Even worse is the degree of permanent damage done underground in the growing fields. Some crowns will never produce spears again, according to researchers working with the marketing board.

“Yields are down 30% to 40% across our industry this year,” said Jason Ryder, owner of Ryder Farms Inc., Delhi, Ontario, and chairman of the marketing board in Simeco, Ontario. “This is the worst we’ve ever seen, the worst I’ve experienced in more than 30 years.”

Described by Ryder as a “freak summer,” warm weather in late March and early April brought the asparagus out of dormancy. Growth began, and some growers even made a first cut around April 25. Then five nights of below-freezing temperatures sent the crowns back into dormancy.

Asparagus growers take a significant hit“The frost went 4-5 inches into the ground,” Ryder said. “Our Ontario varieties are pretty hearty, but that’s too deep for even them. A lot of crowns will never produce grass again. Depending on where the fields are, some growers are going to see huge economic losses.”
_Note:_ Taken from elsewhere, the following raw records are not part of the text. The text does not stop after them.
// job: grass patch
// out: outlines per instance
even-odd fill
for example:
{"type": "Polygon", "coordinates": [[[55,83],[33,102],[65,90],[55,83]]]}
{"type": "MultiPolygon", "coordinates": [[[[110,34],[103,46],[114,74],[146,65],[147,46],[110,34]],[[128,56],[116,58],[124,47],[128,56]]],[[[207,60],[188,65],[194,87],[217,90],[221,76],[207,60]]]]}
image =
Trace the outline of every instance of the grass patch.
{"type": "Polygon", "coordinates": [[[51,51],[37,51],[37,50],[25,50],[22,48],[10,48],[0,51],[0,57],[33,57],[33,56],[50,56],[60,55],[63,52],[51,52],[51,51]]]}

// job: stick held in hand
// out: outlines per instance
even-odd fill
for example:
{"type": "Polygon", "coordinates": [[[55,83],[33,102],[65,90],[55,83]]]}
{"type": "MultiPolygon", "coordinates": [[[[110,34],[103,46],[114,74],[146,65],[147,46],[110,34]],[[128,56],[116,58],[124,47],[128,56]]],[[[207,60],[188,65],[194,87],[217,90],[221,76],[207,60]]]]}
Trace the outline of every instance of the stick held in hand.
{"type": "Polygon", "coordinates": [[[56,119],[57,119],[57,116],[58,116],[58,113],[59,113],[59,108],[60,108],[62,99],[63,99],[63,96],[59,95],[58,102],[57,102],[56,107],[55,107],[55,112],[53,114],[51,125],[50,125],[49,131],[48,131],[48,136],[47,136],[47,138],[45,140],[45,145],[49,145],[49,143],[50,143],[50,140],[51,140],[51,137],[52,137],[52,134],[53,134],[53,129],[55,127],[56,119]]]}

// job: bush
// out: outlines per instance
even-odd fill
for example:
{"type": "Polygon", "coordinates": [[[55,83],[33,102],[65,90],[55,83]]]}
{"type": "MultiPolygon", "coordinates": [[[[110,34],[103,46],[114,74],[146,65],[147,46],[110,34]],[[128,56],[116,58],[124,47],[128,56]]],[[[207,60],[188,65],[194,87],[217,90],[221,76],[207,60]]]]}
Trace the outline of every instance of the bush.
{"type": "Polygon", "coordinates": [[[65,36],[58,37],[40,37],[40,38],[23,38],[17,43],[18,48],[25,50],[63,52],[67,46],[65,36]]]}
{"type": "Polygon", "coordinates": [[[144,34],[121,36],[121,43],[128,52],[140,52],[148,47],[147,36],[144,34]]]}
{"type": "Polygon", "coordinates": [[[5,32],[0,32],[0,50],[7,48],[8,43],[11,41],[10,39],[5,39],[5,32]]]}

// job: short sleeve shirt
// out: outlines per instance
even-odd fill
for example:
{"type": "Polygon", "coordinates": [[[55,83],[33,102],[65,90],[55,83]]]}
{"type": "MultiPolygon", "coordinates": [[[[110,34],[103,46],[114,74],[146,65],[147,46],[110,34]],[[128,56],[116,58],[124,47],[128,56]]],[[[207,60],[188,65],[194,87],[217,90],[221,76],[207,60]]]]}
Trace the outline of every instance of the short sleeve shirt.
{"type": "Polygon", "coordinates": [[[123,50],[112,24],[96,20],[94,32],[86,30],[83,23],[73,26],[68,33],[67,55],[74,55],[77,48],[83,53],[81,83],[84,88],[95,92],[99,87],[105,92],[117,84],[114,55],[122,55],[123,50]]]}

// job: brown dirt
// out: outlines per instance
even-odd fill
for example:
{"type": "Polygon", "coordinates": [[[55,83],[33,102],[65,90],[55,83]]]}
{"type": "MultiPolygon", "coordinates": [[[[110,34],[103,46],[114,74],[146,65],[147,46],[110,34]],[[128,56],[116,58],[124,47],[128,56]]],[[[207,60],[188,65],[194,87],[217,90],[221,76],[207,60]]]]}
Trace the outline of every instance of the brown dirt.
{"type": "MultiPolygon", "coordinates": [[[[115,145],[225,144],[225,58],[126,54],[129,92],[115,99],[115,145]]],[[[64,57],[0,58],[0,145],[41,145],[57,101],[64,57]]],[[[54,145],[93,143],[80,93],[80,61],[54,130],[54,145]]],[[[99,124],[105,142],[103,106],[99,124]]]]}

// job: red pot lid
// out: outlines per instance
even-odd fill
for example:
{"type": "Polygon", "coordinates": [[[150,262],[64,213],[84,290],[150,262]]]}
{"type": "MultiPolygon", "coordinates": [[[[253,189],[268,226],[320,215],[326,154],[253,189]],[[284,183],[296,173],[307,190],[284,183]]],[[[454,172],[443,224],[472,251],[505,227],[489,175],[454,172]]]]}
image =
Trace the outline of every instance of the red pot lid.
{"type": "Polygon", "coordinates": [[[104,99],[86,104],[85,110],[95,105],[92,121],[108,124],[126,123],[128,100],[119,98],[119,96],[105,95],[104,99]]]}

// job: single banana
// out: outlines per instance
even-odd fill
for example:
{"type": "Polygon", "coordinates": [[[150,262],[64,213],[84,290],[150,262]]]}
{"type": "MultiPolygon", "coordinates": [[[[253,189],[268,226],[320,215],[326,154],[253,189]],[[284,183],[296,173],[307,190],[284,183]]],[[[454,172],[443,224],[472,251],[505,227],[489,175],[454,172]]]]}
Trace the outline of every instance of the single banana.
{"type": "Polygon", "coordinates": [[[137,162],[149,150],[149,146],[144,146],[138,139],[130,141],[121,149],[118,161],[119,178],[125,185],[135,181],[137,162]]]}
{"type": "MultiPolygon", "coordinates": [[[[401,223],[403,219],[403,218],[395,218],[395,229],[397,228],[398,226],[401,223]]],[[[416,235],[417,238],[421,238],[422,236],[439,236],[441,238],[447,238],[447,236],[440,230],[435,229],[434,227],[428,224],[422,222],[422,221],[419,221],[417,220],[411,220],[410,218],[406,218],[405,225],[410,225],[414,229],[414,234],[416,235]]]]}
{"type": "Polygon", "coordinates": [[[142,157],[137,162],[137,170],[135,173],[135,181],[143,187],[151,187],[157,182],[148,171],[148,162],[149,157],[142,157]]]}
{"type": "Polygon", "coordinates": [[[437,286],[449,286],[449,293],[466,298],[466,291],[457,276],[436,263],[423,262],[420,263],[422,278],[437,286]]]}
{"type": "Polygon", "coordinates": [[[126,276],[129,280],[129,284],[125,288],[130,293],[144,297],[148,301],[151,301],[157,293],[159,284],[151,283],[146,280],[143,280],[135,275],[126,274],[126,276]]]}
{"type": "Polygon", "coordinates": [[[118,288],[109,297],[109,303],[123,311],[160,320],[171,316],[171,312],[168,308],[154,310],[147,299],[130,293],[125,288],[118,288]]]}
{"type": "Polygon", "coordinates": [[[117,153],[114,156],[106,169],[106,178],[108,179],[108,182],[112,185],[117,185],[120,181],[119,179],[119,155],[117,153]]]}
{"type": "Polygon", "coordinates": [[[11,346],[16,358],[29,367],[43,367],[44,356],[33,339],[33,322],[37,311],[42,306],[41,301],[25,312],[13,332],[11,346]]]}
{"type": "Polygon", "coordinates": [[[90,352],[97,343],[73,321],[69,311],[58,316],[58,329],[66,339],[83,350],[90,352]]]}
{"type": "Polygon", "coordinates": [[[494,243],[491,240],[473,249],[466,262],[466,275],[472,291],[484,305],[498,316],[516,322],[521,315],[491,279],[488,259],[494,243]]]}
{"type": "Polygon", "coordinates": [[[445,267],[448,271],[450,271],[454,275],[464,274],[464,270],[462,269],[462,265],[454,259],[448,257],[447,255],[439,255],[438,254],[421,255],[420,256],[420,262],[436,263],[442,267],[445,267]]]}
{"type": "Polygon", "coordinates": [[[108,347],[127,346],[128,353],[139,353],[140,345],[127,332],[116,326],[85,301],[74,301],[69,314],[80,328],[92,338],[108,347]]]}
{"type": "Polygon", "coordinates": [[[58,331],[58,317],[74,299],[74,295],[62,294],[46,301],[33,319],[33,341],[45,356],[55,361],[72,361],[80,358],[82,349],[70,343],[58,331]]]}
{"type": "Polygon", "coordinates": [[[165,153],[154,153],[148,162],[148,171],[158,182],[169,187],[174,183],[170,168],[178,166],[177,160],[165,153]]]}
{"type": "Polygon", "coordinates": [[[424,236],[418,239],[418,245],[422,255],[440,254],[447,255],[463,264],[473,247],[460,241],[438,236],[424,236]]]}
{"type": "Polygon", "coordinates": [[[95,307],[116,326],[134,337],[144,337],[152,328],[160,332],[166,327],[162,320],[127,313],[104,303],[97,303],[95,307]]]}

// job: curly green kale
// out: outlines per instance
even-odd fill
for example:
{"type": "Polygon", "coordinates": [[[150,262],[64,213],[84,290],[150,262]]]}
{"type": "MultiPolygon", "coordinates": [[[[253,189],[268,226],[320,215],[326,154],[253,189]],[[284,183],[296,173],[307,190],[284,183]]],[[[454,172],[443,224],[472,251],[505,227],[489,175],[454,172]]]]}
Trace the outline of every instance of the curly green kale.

Charles Welsh, a partner in Welsh Bros., Scotland, Ontario, said he started cutting earlier in May than usual. But, he too is concerned that the weather disrupted the plants’ cycles to the point that the season will end equally early.

“Each plant only has so many spears to put up each year,” Welsh said. “With the spears starting so early and then getting hit with the freeze, it could have a big impact on the length of the season.

The good news is the spears that are ready for harvest are of “beautiful quality,” Ryder said. He said so far most growers have been able to meet sales contracts.

“But May was like August in terms of rain,” Ryder said. “That really stressed the asparagus. Supplies later in the season will probably suffer because of that.”

The asparagus situation is so dire in Ontario that Ryder said the marketing board is already working with government officials to set up meetings to discuss possible relief and assistance for growers. The marketing board’s website at will have information on grower assistance as it becomes available.